In 2006, House Democrats regained the majority in the lower chamber for the first time since 1994 but only by the thinnest margin of one vote. But now the so-called “Bonusgate” investigation by the state attorney general is putting that majority in jeopardy. So far, there have been no actual indictments related specifically to the probe, which involves allegations that state-funded bonuses were given to some House Democratic staffers for work performed on political campaigns rather than state duties. Bonuses for staffers in the GOP House and Senate caucuses are also being investigated.
The strategy for the Democrats will be to hold onto seats they snatched away from Republicans in 2006, including Rep. Tim Seip (D-125, Schuylkill), Rep. Rick Taylor (D-151, Montgomery), Rep. Chris King (D-142, Bucks), Rep. David Kessler (D-130, Berks), Rep. Scott Conklin (D-77, Centre), Rep. Bryan Lentz (D-161, Delaware), Rep. Barbara McIlvaine Smith (D-156, Chester) at the same time, pick up a few “insurance” seats primarily by focusing on several open seats formerly held by Republicans in the Southeast that are trending Democratic in voting trends.

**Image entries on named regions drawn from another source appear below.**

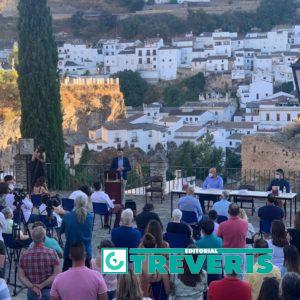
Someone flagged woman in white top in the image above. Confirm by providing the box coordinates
[267,220,289,269]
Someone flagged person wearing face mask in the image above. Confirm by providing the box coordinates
[267,169,291,193]
[203,168,223,190]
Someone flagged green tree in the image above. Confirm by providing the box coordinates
[18,0,64,172]
[113,70,149,106]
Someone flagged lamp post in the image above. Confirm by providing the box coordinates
[291,57,300,103]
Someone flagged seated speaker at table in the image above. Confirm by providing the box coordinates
[203,168,223,190]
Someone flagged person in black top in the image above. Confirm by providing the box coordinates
[287,211,300,255]
[267,169,291,193]
[166,208,192,238]
[258,194,284,233]
[135,203,163,232]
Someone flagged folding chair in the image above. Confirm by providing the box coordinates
[93,202,112,232]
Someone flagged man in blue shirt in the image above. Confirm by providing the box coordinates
[267,169,291,193]
[111,208,141,248]
[212,191,230,218]
[203,168,223,190]
[178,187,203,221]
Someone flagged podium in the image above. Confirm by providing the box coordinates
[104,171,122,204]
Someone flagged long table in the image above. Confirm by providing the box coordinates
[171,187,297,225]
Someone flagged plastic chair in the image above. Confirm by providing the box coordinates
[164,232,190,248]
[217,216,228,224]
[259,220,272,234]
[31,195,42,208]
[93,202,112,232]
[181,210,198,225]
[61,198,74,211]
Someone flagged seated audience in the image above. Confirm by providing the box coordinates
[91,240,117,300]
[217,203,248,248]
[196,220,222,248]
[240,208,255,247]
[281,245,300,277]
[212,191,230,218]
[178,187,203,221]
[267,169,290,193]
[60,194,93,271]
[280,272,300,300]
[245,238,281,300]
[288,211,300,254]
[29,221,63,258]
[91,182,122,228]
[135,203,163,232]
[111,208,141,248]
[174,248,207,300]
[2,207,29,241]
[166,208,192,238]
[115,268,151,300]
[145,220,169,248]
[268,220,288,269]
[208,274,252,300]
[51,242,108,300]
[32,177,50,196]
[252,277,280,300]
[208,209,219,235]
[258,194,284,234]
[203,168,223,190]
[18,226,61,299]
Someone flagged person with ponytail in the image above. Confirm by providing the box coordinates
[61,194,93,271]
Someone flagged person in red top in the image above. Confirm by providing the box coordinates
[217,203,248,248]
[208,274,252,300]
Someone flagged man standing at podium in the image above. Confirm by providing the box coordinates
[110,148,131,205]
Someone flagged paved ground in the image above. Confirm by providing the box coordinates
[10,196,300,299]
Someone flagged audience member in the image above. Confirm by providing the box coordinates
[61,194,93,271]
[19,226,61,300]
[29,221,63,258]
[280,272,300,300]
[245,238,281,300]
[252,277,280,300]
[203,168,223,190]
[258,194,284,234]
[91,182,122,228]
[267,169,290,193]
[115,268,151,300]
[288,211,300,254]
[111,208,141,248]
[217,203,248,248]
[174,248,207,300]
[91,240,117,300]
[281,245,300,277]
[208,274,252,300]
[32,177,50,196]
[166,208,192,238]
[145,220,169,248]
[196,220,222,248]
[178,187,203,221]
[51,242,108,300]
[135,203,163,232]
[268,220,288,269]
[212,191,230,218]
[208,209,219,235]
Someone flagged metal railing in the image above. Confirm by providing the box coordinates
[42,164,300,195]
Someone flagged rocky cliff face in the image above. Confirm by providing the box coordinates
[0,77,125,170]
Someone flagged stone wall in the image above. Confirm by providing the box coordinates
[242,134,300,172]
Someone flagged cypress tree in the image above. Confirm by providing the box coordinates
[18,0,64,173]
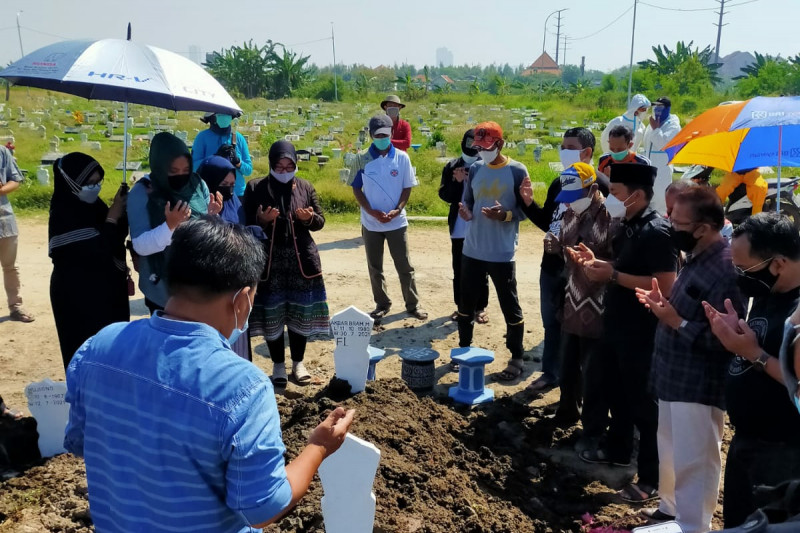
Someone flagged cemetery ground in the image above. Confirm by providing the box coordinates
[0,214,732,533]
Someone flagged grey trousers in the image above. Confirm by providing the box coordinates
[361,226,419,311]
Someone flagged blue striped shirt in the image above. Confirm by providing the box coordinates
[64,314,292,533]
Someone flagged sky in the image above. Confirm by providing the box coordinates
[0,0,800,71]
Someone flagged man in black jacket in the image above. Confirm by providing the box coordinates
[439,130,489,324]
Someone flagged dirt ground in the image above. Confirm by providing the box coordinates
[0,218,728,533]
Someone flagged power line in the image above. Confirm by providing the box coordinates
[569,6,633,41]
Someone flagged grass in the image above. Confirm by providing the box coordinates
[0,87,790,219]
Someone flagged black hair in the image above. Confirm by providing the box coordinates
[166,215,266,300]
[564,128,595,152]
[675,187,725,231]
[733,212,800,261]
[608,124,633,142]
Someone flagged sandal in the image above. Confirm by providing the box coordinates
[269,363,289,389]
[617,483,658,503]
[408,307,428,320]
[292,361,311,385]
[369,304,392,320]
[10,309,36,323]
[0,403,22,420]
[497,359,524,381]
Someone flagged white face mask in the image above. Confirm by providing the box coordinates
[478,148,500,165]
[75,183,101,204]
[569,196,592,215]
[461,152,478,166]
[558,150,581,169]
[270,170,297,183]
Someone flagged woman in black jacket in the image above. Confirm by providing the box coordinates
[244,141,330,387]
[439,130,489,324]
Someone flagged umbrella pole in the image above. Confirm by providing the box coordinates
[775,126,783,213]
[122,100,128,184]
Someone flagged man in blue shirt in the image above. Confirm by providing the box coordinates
[64,217,355,533]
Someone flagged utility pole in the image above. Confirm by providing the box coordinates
[556,9,564,65]
[331,22,339,102]
[17,11,25,57]
[714,0,728,63]
[628,0,639,104]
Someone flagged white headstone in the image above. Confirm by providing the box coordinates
[319,433,381,533]
[25,378,69,457]
[331,306,373,394]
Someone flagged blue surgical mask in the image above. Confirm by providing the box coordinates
[75,182,102,204]
[228,289,253,345]
[372,137,392,151]
[216,114,233,129]
[461,152,478,166]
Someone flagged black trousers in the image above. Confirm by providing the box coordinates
[722,433,800,529]
[556,332,608,432]
[450,239,489,311]
[458,256,525,360]
[600,336,658,487]
[267,328,308,363]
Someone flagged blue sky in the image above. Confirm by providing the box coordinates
[0,0,800,70]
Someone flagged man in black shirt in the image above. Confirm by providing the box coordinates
[703,213,800,528]
[579,164,677,503]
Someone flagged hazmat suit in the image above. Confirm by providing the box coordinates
[600,94,650,154]
[642,110,681,215]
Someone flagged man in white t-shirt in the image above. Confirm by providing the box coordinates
[352,115,428,321]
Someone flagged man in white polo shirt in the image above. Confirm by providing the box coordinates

The strategy for the GOP to reclaim the majority will be to hold open seats in the Southeast due to GOP retirements, and more importantly, defeat incumbent Democrats in marginal seats where Republican performance is strong. Our early polling indicates that if Barack Obama is the Democratic nominee for president, more Democratic incumbents, particularly in rural and Western PA districts will be in play given how well McCain is polling in these same districts. In some cases, our polling shows McCain 20 points or more ahead of Obama in competitive House districts, while a McCain/Clinton match-up is a dead heat. This means the straight ticket vote for the Democrats will be minimized, and GOP candidates will be able to win more McCain votes down ballot from both Republicans and conservative Democrats. Or, with an Obama ticket, more Democrats in these districts might stay home on Election Day. This means most GOP candidates should prey for an Obama ticket in November to help their prospects, and this gives the House Republicans a much-needed lift in their prospects to reclaim the majority, which we still think is less than a 50:50 chance of happening. However, an Obama ticket is probably the only chance the GOP has.